Why on earth would you waste the most important real estate on your website on a generic stock image that literally any other healthcare company could also download from Shutterstock and use on their site as well?
It's the worst possible way to set yourself apart -- and also the worst way to establish trust.
When people come to your website, they want to learn about you -- in words and pictures:
- They want to see photos of your team.
- They want to see videos of your product or service in action.
- The want to see your offices and facilities.
- They want to see detailed testimonials accompanied by the smiling faces of actual happy customers.
All of this imagery helps to tell your unique story. It also communicates that your visitors are not just coming to a nameless, faceless website. They are visiting your online home to learn who you are.
Authentic imagery also improves e-commerce sales. A 2019 Cornell Tech study found that on secondhand marketplaces like eBay, sellers who post their own high-quality images of products are trusted far more than those who post either stock photos of those same products or poor-quality photos. Because online visitors can’t see and touch your product in the real world, custom imagery fills a critical gap in building trust.
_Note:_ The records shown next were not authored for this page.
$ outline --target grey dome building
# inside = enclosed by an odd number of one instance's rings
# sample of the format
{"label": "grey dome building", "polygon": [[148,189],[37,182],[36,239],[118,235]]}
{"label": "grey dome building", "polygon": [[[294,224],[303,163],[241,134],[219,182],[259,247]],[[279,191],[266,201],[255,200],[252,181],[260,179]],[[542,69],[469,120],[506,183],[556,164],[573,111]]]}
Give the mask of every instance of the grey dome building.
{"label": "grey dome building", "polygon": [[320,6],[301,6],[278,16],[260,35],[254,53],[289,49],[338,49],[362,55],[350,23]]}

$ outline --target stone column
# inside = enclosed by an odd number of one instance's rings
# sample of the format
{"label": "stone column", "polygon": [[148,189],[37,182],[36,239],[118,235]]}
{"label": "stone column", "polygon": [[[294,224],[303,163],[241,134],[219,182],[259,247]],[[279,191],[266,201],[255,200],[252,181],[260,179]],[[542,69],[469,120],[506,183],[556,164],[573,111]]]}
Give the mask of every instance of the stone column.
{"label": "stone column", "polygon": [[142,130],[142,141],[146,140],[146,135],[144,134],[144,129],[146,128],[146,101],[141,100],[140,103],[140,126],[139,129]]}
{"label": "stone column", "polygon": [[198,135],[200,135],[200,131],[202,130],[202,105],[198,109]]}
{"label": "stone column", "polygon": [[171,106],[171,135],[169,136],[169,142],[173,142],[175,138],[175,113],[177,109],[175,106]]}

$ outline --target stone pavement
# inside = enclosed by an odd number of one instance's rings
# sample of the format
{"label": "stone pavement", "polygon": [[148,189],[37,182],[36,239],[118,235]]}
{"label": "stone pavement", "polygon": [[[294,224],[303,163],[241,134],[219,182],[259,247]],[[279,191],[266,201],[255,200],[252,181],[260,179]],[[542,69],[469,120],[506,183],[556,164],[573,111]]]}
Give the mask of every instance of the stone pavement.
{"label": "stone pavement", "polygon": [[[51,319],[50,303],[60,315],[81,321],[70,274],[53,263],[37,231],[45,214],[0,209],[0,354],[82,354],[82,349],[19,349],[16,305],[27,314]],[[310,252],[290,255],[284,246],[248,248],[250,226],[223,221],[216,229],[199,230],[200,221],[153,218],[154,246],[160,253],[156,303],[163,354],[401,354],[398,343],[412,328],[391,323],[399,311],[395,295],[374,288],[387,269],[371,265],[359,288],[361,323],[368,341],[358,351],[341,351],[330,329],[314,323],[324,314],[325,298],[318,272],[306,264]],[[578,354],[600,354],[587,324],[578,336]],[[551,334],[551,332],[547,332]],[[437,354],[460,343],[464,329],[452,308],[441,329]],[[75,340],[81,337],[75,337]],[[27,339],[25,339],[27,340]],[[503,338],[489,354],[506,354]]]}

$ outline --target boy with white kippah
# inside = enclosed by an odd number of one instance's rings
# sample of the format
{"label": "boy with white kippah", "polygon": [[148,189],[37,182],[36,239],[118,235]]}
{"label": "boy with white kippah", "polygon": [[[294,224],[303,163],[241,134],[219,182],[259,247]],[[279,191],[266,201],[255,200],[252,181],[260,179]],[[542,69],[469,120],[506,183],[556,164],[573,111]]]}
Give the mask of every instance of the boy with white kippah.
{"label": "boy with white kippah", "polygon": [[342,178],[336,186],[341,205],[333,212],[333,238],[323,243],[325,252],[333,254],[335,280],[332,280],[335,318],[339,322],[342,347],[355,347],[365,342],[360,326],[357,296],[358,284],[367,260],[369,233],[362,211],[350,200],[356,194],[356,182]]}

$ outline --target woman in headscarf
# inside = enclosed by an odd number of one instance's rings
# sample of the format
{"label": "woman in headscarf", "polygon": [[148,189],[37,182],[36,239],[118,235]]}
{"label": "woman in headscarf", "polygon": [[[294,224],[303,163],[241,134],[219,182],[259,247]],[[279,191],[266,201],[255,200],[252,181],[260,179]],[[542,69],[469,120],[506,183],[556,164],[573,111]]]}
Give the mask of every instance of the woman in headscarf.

That’s not to say that stock photos don’t serve a purpose. It makes sense to use them when it would be simply too difficult or expensive to use custom photography. A frequently updated blog, for example, will typically need to rely on stock photography. Even some of the most popular news sites in the world use stock photography to illustrate their content for this very reason.
But the most important images on your site -- those on your homepage, your "About Us" page, your "Team" page and your product pages -- should focus on you, not the latest pics on Shutterstock.